WomBomb
My detonating agent
turned out to be a Persian-born European-raised boy named Ramin
Sahar Dastmalchi
July 27, 2005
iranian.com
You know the angry woman syndrome all men fear...
all the time. The one we women claim men have imagined for years...
I found out it exists... it
doesn't only exist in other women. You know whom I am talking about... The surprise
is that it also exists in…well, in ME.
I found out that my sparkling personality was potentially explosive.

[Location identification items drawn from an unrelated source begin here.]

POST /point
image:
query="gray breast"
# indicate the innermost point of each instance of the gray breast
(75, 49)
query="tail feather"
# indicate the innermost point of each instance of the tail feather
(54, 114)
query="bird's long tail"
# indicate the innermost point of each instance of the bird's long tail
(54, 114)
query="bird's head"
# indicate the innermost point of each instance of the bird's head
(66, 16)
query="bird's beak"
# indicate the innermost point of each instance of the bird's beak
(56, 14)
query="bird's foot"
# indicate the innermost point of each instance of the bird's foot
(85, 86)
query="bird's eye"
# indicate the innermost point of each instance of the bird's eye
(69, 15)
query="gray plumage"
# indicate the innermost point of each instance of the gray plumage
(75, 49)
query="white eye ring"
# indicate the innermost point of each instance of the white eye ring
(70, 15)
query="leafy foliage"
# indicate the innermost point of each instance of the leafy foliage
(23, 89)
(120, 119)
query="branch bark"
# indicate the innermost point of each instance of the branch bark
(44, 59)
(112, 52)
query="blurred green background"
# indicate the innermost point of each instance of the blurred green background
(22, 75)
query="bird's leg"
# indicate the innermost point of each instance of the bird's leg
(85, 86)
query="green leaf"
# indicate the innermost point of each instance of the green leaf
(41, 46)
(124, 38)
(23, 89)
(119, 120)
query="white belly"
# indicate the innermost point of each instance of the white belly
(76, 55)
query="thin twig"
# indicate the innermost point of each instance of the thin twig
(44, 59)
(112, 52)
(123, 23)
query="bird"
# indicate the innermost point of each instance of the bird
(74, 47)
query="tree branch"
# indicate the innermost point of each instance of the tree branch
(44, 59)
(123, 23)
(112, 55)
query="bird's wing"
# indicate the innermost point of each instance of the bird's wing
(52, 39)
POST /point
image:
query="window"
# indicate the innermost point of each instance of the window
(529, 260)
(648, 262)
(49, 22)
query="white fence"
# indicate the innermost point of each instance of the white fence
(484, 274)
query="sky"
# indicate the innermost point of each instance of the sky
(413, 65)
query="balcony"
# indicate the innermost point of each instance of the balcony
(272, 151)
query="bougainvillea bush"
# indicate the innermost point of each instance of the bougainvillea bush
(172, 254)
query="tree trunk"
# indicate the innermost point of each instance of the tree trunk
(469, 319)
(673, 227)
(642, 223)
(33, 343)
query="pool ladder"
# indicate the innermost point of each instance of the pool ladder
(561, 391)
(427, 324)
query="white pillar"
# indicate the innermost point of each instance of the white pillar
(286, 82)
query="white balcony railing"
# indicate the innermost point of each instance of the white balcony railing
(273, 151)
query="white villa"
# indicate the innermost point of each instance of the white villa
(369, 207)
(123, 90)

Now the detonation of this naturally produced female bomb, is
a separate story altogether. The only people that have the detonation
code biologically programmed in them are men. Not all men, but
those we like... The more we like the detonating
agent, the bigger the explosion.
My detonating agent turned out to be a Persian-born European-raised
boy named Ramin.
Ramin was a sweet, naïve, and good-looking boy. A few years
younger than my self, nothing shocking. A bit out there perhaps
but I am a hippy at heart so no big deal... yet. Ramin was a very
easygoing mellow kind of dude. We had been dating a couple of
weeks when I noticed he never remembered anything. I just assumed
we had different interests.
Now as I'm standing in front of Amsterdam central station waiting
for my darling I am telling myself that as a confident, mature,
attractive, young woman, I had no reason to be insecure. No matter
if he is
15 minutes late... and has a history of being forgetful, and has
called me twice during the week to ask me if we are hooking up
on Saturday or on Sunday? And has already blown me off twice...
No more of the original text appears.